Beyond ‘big data’

Alistair Croll published an interesting post this week entitled ‘there’s no such thing as big data’ in which he argued, prompted by a friend that “given how much traditional companies put [big data] to work, it might as well not exist.”

Tim O’Reilly continued the theme in his follow-up post, arguing:

“companies that have massive amounts of data without massive amounts of clue are going to be displaced by startups that have less data but more clue”

There is much to agree with – in fact I have myself argued that when it comes to data, the key issue is not how much you have, but what you do with it. However, there is also a significant change of emphasis here from the underlying principles that have driven the interest in ‘big data’ in the last 12-18 months.

Compare Tim O’Reilly’s statement with the following, from Google’s seminal research paper The Unreasonable Effectiveness of Data:

“invariably, simple models and a lot of data trump more elaborate models based on less data”

While the two statements are not entirely contradictory, they do indicate a change in emphasis related to data. There has been so much emphasis of the ‘big’ in ‘big data’, as if the growing volume, variety and velocity of data itself would deliver improved business insights.

As I have argued in the introduction to our ‘total data’ management concept and the numerous presentations given on the subject this year, in order to deliver value from that data, you have to look beyond the nature of the data and consider what it is that the user wants to do with that data.

Specifically, we believe that one of the key factors in delivering value is companies focusing on storing and processing all of their data (or at least as much as is economically feasible) rather than analysing samples and extrapolating the results.

The other factor is time, and specifically how fast users can get to the results they are looking for. Another way of looking at this is in terms of the rate of query. Again, this is not about the nature of the data, but what the user wants to do with that data.

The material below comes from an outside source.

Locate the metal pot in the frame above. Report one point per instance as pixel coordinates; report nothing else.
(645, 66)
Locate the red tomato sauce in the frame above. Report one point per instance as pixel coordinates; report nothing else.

This focus on the rate of query has implications on the value of the data, as expressed in the following equation:

Value = (Volume ± Variety ± Velocity) x Totality/Time

The rate of query also has significant implications in terms of which technologies are deployed to store and process the data and to actually put the data to use in delivering business insight and value.

Getting back to the points made by Alistair and Tim in relation to the Unreasonable Effectiveness of Data, it would seem that to date there has been more focus on what Google referred to as “a lot of data”, and less on the “simple models” to deliver value from that data.

There is clearly a balance to be struck, and the answer lies not in ‘big data’ but “more clue” and defining and delivering those “simple models”.